North Korea did exactly what it said it would do on May 25, 2009, when it conducted a nuclear test as promised in its April 28, 2009, statement in response to UN sanctions imposed on three North Korean firms in accordance with an April 13, 2009, UN Security Council Presidential Statement condemning North Korea's April 5, 2009, missile test. The test furthers North Korea's strategic objective of making permanent its status as a nuclear weapons state. North Korea's announcement of the test shows that a primary political target of North Korea's nuclear test is domestic, as was the case with North Korea's April 5th missile launch.
North Korea's May 25, 2009, statement announcing the test ties the rationale for the test directly to the leadership succession issue, underscoring an apparent fear that external actors will take advantage of unfolding succession arrangements to intervene or destabilize North Korea. The announcement emphasizes the need to "bolster up its nuclear deterrent for self-defence in every way," ties the test to a 150-day internal political and propaganda campaign designed to lay the framework for succession arrangements, and asserts that "the test will contribute to defending the sovereignty of the country and the nation and socialism and ensuring peace and security on the Korean Peninsula and the region around it with the might of (the military first policy) songun."
A May 23, 2009, article prior to the test in Chosun Sinbo, a Japan-based newspaper that North Korea often uses as an unofficial mouthpiece, states that "if the situation has reached a stage where the spokesperson for the DPRK Ministry of Foreign Affairs has to state that the desire for denuclearization has evaporated for good, adopting a method of a bold approach is inevitable." The article then calls for the United States to make a "switchover in its policy" as a prerequisite for renewed dialogue. Although North Korea has reason based on past experience to expect that this pattern of provocation and dialogue is an effective way of taming the United States, the North's expectation that the Obama administration would normalize relations with North Korea absent denuclearization is a serious miscalculation. Sig Hecker provided a prescient technical analysis which also anticipated the likelihood of a second North Korean nuclear test in the May 12, 2009, issue of the Bulletin of the Atomic Scientists.
The Obama Administration's Challenge in Responding to the Test
North Korea's aggressive behavior of recent months seems to be driven more by internal than external policy considerations, underscoring the following challenges for the Obama administration as the situation unfolds following the test:
- How to ensure that North Korea faces "consequences" for conducting a second nuclear test without further enflaming a situation in which North Korea's aggressive actions appear to be increasingly motivated by the leadership's own sense of vulnerability.

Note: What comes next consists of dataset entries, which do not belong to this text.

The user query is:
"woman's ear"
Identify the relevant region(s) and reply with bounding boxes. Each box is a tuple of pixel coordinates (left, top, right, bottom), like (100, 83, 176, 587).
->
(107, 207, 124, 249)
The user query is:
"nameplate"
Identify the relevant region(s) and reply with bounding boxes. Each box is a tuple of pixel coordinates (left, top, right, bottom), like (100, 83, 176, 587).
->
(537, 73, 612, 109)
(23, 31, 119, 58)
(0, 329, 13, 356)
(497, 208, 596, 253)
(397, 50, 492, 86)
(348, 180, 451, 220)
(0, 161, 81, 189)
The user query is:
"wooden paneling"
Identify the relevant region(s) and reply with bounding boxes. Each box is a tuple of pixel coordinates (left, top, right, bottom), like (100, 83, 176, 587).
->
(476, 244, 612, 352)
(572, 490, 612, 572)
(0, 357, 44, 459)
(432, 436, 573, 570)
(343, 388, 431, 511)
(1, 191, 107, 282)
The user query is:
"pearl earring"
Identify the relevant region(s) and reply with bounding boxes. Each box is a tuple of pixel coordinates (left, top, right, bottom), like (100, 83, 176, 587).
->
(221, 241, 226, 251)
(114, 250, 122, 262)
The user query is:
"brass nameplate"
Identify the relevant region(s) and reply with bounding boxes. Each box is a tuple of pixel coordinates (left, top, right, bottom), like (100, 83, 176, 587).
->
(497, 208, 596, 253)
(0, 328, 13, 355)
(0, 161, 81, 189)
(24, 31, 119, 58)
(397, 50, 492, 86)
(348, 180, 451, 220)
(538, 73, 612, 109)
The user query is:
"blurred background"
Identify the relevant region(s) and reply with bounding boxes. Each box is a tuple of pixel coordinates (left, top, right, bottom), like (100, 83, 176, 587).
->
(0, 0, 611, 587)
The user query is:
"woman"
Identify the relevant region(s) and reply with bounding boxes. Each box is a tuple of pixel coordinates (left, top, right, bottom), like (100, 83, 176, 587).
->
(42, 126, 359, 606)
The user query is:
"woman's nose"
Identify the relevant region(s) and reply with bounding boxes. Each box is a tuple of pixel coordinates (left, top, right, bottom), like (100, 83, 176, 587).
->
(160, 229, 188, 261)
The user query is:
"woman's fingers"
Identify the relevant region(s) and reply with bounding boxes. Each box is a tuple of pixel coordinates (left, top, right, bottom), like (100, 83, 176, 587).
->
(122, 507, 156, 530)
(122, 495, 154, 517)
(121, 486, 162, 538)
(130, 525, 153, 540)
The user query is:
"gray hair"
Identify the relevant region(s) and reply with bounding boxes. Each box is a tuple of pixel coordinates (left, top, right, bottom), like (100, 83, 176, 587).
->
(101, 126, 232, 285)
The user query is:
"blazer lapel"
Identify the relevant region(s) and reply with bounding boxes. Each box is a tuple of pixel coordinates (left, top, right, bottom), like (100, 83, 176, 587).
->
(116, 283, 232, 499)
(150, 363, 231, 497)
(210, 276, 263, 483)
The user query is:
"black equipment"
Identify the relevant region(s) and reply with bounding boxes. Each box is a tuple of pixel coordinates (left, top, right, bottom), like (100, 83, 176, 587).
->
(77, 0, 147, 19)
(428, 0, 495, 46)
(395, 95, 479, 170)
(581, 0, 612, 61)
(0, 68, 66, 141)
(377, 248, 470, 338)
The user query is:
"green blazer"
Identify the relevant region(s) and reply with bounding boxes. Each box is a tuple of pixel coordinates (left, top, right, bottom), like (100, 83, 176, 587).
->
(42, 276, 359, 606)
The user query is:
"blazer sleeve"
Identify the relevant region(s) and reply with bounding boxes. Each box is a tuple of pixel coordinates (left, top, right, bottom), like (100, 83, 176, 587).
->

- How to effectively communicate U.S. policy to a preoccupied North Korean leadership, especially given the apparent need of the leadership to magnify hostility by outside countries as a tool for enhancing internal political controls. An immediate challenge is how to secure the release of two American journalists who are being detained in Pyongyang without rewarding North Korea in the aftermath of the nuclear test.
- How to break the tried and true pattern in which North Korea utilizes crisis escalation to take the initiative followed by relaxation of tensions and return to dialogue on its own terms as a winning strategy with the United States and the international community.
- How to minimize damage to and uphold the credibility of the international non-proliferation norm in light of the damage to the international non-proliferation regime done by North Korea's nuclear test.
- How to show that the United States remains committed to North Korea's denuclearization AND stands against possible North Korean proliferation of nuclear materials.
- How to mobilize North Korea's neighbors, and especially China, to utilize its leverage in concert with the United States and the other parties on the basis of the idea that regional stability versus denuclearization is a false choice, and that a nuclear North Korea is inherently destabilizing.
North Korea's Test and China's Strategic Dilemma
In light of the prior precedent set by UN Security Council Resolution 1718, which condemned North Korea's first nuclear test and imposed but never implemented sanctions on North Korean military-related trade and luxury goods, the Security Council should be able to achieve consensus on a new resolution. Last month's UN Security Council Presidential Statement was accompanied by sanctions on three North Korean missile-related companies. The main tests for the Security Council, and China in particular, will be how to expand the scope of sanctions that the Security Council will be willing to authorize and whether/how to endorse any accompanying diplomatic measures by which to address to address the issue with North Korea.
My book China's Rise and the Two Koreas shows how China's policies toward North Korea have increasingly come into conflict with its own broader interests in regional and global stability: North Korea's latest test directly defies Chinese interests by enhancing Japan's security anxieties and giving momentum to countermeasures (i.e., debates in Japan over acquisition of preemption and even nuclear capabilities) that are ultimately contrary to Chinese interests. North Korea's actions force China to choose between short-term support for a North Korea that continues to risk Chinese interests by promoting regional tensions and enhancing instability and China's long-term needs to uphold international non-proliferation norms and remove the sources of instability on the Korean peninsula.